We’ve talked about reporting for faith-consistent investing, it’s part of our FCI Scoring, but with only 46% of faith investment policies and guidelines referencing any type of faith-aligned reporting requirement, and most faith asset owners hesitant to publicly release this information, good examples are hard to find.
Fortunately one good example we cite recently released their annual “sustainable investments” report - Svenska Kyrkan – The Church of Sweden. It’s publicly available, and worth at least a skim.
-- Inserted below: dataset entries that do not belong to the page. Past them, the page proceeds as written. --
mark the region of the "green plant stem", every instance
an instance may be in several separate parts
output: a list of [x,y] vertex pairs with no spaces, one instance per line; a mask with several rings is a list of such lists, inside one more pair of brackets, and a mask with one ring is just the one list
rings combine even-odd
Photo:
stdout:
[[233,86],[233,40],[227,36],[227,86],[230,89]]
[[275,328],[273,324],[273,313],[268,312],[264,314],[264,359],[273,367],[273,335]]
A few notable observations from this report:
Provides full transparency on asset allocation, investment managers and investment strategies employed
Clarity and connections to Church documentation on how and why the Church defines Sustainability, how it is measured (including specific frameworks and tools), and how investment managers are selected and monitored against this criteria, along with the latest high level summary results and assessment of their measurements.
It’s a short, efficient, yet thorough read, providing enough information to get an overview of activity, and potentially enough to ask follow-on questions.
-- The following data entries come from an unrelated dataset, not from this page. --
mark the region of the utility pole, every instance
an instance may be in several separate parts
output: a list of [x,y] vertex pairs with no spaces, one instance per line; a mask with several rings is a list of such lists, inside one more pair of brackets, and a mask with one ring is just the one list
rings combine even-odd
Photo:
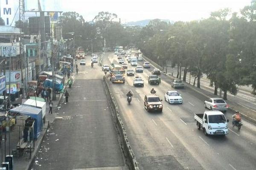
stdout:
[[[26,86],[25,85],[24,83],[24,80],[23,79],[23,53],[22,53],[22,48],[21,47],[21,31],[23,27],[23,24],[24,24],[24,1],[23,0],[19,0],[19,20],[20,22],[21,23],[21,26],[20,28],[20,72],[21,74],[21,85],[22,87],[24,88],[26,88]],[[26,89],[24,89],[26,90]],[[24,92],[22,92],[22,98],[24,98]]]
[[53,51],[53,38],[52,37],[52,100],[56,100],[55,93],[55,58]]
However, as a public report, it is short on specific and detailed sustainability reporting – with general statements like:
The climate profile in the portfolio is also clearly … in line with the goal of global warming of less than two degrees compared to pre-industrial times.
The portfolio generally exhibits high ratings for sustainability with relatively few serious incidents and other violations of international frameworks.
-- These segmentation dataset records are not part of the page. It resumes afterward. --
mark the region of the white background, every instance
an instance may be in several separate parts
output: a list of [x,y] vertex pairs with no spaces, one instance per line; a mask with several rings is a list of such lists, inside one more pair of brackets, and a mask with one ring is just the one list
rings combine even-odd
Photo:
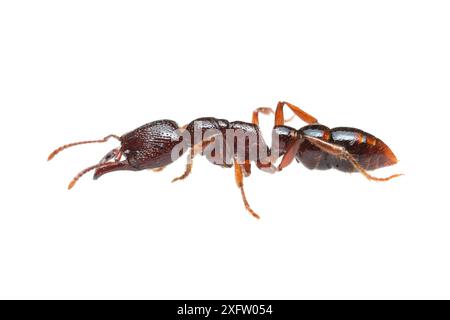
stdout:
[[[450,298],[446,1],[3,1],[0,298]],[[199,158],[67,183],[157,119],[295,103],[384,140],[378,176]],[[272,119],[262,128],[270,137]],[[300,121],[295,126],[300,127]]]

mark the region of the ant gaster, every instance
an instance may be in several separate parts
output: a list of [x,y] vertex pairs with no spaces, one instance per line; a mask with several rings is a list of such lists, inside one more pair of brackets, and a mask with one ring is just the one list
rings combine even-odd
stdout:
[[[288,106],[294,114],[308,125],[298,130],[285,126],[284,106]],[[259,129],[259,114],[275,113],[272,145],[269,148]],[[289,121],[289,120],[288,120]],[[219,132],[222,138],[237,131],[244,132],[247,139],[244,148],[239,148],[235,140],[232,146],[215,147],[217,135],[208,132]],[[196,133],[201,131],[201,139],[195,140]],[[189,133],[186,135],[183,133]],[[344,172],[359,171],[369,180],[388,181],[400,176],[395,174],[387,178],[377,178],[368,171],[394,165],[397,158],[390,148],[380,139],[355,128],[339,127],[329,129],[318,123],[317,119],[300,108],[288,102],[279,102],[276,111],[270,108],[258,108],[253,112],[252,123],[234,121],[212,117],[199,118],[184,127],[171,120],[158,120],[147,123],[122,136],[108,135],[99,140],[87,140],[63,145],[54,150],[48,157],[51,160],[56,154],[69,147],[88,143],[103,143],[109,139],[117,139],[121,146],[108,152],[98,164],[87,167],[78,173],[69,183],[71,189],[81,176],[94,171],[94,179],[106,173],[119,170],[140,171],[153,169],[161,171],[177,160],[184,152],[190,150],[185,172],[173,179],[172,182],[185,179],[192,170],[193,159],[202,154],[216,165],[233,167],[237,186],[241,190],[245,208],[255,218],[259,218],[250,207],[245,191],[243,179],[251,173],[251,163],[266,172],[281,171],[295,158],[308,169],[338,169]],[[252,145],[253,144],[253,145]],[[179,146],[183,146],[179,148]],[[174,152],[175,148],[178,148]],[[205,152],[209,148],[210,153]],[[231,152],[229,149],[231,148]],[[256,148],[258,152],[251,152]],[[265,152],[260,152],[265,151]],[[175,154],[175,156],[174,156]],[[281,157],[278,167],[275,163]],[[124,159],[122,159],[124,158]],[[219,161],[218,161],[219,160]]]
…unsupported or demonstrated by data or analysis, though the report implies this type of reporting and analysis is done internally and used for monitoring their investment managers.
Finally a note on performance; as you no doubt know, 2022 was a very difficult performance year for just about every asset class relative to the inflation-plus or nominal-return targets most of you have. The Church was not immune to this, with an inflation-plus-3% target, the fund was down 9.5% for the year, only the second underperforming year for the Church in the last 10.